15 Apr, 2022 GS Paper 4 Case StudiesAnswer
a) Following actions should be taken by the competent authority against the food company for violating food standards:
- It should be directed to take back all substandard products already launched in the market and should be made to pay adequate compensation to consumers.
- Proportionate punitive action should be taken as per the provisions of Food Safety and Standards Act.
- Additionally, the company should also be asked to contribute a significant amount of money in campaigns for raising public awareness on FSSAI norms.
b) Course of action available with the food company to resolve the crisis and bring back its lost reputation:
- Fully cooperate in investigation and serve punishments prescribed by the law for selling substandard food products.
- Order an external audit by a reputed organisation to pinpoint the fault and fix accountability within the organisation.
- The top management of the company should tender a public apology and come clean on what went wrong and what remedial actions are being taken.
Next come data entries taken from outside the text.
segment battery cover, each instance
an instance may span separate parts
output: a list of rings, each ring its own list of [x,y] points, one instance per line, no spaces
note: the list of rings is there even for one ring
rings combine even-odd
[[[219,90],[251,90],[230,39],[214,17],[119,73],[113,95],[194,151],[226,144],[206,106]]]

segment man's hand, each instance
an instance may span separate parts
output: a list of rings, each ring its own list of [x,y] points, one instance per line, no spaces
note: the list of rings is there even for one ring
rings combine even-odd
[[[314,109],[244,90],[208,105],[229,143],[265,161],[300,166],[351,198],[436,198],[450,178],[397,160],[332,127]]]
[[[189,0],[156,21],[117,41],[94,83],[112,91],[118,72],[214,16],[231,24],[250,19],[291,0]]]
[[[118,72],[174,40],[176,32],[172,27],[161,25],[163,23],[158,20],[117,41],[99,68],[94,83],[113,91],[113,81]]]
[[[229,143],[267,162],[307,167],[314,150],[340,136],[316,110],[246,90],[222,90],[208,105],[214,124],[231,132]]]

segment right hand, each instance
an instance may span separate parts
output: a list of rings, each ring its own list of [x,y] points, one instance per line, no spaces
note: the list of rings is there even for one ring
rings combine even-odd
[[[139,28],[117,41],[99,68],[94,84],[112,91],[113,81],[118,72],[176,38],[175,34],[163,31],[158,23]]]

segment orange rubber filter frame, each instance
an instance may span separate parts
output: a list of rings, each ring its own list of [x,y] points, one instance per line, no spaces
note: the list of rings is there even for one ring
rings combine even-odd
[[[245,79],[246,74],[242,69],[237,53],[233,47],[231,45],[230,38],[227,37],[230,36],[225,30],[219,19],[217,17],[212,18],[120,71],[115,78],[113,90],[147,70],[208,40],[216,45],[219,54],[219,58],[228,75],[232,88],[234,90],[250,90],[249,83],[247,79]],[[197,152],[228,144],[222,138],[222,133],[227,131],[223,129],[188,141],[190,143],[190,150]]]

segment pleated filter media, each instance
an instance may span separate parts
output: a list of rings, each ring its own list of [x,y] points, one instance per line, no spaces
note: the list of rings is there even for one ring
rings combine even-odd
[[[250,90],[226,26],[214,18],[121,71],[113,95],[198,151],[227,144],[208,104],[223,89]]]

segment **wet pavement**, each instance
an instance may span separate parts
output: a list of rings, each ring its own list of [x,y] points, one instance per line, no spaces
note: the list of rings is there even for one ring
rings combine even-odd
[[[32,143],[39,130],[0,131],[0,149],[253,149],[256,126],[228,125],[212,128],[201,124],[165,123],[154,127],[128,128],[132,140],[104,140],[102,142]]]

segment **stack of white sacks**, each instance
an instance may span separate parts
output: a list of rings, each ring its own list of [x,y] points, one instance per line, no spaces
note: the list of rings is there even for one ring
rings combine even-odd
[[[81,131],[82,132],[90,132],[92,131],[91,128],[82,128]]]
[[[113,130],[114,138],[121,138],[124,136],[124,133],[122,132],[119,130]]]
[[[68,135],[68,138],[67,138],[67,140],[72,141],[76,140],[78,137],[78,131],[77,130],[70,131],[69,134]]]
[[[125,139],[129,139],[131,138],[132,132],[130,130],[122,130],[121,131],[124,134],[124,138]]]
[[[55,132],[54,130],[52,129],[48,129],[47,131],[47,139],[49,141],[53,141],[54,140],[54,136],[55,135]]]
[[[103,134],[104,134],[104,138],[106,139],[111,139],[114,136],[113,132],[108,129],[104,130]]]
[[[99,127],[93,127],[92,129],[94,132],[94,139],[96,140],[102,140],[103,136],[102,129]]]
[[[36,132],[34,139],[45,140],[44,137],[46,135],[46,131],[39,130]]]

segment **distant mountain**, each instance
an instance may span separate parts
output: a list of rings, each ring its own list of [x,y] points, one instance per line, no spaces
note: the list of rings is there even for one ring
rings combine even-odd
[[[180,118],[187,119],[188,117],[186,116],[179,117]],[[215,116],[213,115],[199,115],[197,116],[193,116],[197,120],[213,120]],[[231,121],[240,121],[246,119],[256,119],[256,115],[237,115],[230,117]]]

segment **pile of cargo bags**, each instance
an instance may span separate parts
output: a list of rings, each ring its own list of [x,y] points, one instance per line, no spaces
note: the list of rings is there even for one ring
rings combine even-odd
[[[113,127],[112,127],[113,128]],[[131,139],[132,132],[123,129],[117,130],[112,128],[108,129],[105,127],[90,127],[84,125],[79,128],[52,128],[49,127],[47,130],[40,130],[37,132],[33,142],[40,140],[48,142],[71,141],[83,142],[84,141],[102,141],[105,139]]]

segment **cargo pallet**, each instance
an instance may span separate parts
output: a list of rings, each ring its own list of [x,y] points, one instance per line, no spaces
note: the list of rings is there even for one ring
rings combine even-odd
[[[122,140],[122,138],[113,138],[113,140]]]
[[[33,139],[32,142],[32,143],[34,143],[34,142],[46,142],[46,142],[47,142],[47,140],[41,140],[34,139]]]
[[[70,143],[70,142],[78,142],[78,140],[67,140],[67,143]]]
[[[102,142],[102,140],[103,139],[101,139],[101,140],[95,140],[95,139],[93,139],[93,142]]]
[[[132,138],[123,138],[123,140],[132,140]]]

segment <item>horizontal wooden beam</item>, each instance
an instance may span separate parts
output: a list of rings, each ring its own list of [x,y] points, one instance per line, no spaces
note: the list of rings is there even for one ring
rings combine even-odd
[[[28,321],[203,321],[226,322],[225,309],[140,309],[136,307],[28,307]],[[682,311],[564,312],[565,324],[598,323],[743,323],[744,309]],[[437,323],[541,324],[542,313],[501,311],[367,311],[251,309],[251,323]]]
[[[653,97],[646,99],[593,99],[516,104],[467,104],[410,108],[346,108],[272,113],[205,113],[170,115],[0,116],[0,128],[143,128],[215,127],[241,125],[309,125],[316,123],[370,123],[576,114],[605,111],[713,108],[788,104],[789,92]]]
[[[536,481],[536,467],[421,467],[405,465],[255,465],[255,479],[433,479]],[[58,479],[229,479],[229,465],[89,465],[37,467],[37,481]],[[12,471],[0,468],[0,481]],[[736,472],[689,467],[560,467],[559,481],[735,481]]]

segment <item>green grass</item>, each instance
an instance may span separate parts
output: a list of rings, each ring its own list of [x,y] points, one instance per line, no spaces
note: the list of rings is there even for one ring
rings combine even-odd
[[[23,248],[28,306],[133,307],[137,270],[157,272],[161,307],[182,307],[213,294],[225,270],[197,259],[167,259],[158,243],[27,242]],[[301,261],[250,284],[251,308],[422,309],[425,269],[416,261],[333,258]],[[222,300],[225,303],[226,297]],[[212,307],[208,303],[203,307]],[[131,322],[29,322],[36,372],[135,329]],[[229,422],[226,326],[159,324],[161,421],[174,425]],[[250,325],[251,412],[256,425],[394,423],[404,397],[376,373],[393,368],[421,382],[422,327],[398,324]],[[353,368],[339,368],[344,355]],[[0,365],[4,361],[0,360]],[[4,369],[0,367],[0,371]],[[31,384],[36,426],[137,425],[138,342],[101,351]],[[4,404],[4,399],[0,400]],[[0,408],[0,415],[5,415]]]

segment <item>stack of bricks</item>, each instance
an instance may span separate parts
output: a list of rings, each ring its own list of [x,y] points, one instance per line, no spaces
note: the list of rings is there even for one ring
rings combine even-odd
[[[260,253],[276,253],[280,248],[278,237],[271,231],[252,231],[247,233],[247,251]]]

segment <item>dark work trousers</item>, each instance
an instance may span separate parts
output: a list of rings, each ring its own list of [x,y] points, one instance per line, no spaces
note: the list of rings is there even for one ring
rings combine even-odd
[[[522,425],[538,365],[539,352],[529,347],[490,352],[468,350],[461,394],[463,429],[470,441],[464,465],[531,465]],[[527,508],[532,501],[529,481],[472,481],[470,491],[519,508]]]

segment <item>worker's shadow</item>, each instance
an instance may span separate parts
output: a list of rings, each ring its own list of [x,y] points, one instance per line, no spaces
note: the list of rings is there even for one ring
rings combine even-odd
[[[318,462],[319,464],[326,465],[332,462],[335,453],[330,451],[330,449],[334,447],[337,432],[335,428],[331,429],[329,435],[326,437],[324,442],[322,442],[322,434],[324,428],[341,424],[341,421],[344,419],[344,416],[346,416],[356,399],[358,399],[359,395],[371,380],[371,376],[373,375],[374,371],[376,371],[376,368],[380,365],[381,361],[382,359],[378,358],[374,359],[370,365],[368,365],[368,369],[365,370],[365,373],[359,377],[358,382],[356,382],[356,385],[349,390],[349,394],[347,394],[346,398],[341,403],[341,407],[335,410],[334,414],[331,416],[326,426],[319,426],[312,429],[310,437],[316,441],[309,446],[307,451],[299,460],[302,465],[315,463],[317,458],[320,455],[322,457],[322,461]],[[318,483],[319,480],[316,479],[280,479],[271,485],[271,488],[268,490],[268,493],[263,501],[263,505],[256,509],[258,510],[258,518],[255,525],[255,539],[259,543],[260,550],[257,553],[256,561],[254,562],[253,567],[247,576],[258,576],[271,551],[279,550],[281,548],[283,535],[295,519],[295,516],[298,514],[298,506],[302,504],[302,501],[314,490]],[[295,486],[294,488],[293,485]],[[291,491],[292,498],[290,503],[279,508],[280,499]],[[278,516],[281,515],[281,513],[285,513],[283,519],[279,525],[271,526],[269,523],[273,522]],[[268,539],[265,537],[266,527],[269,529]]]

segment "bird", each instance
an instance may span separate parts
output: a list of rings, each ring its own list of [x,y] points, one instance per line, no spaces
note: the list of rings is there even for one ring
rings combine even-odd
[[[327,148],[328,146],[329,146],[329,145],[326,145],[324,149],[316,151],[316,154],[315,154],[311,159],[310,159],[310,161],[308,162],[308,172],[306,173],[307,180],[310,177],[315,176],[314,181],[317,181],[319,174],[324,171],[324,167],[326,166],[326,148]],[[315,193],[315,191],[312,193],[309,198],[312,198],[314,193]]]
This will assure the public that management is serious about the issue.
- Ensure that the planned course of action is adhered to and periodically monitor the progress.
c) Ethical dilemmas involved in the case:
- Shareholder’s Profit vs Heath of Consumer: This dilemma would have been faced by the food product company. It might have prioritised profit of the shareholders over the health of the consumer. This was a bad decision as ultimately both were affected.
- Long vs Short Term Gain of Shareholders: Selling substandard food might have increased profit for the company and hence shareholders in the short term, however because of tarnished reputation, shareholders will be facing a long-term loss in revenue term.
- Standard for Domestic vs International Consumers: The company would have arrived at the conclusion that rejected products do not meet domestic standards because standards were too high. In their opinion, food products were still safe. However, if this was the case, the company should have raised this technical point with the regulator and tried to get the standard rationalised instead of breaching the law.
- Law vs Public Trust: Cases like this might create trust deficit between the whole food product industry and the consumers. This may hurt the economy and lead to employment loss for many.
However, the regulator did well to take a long-term view and followed the law. Eventually the public will trust the system if only it knows that the regulator is keeping an eye on the quality of the product.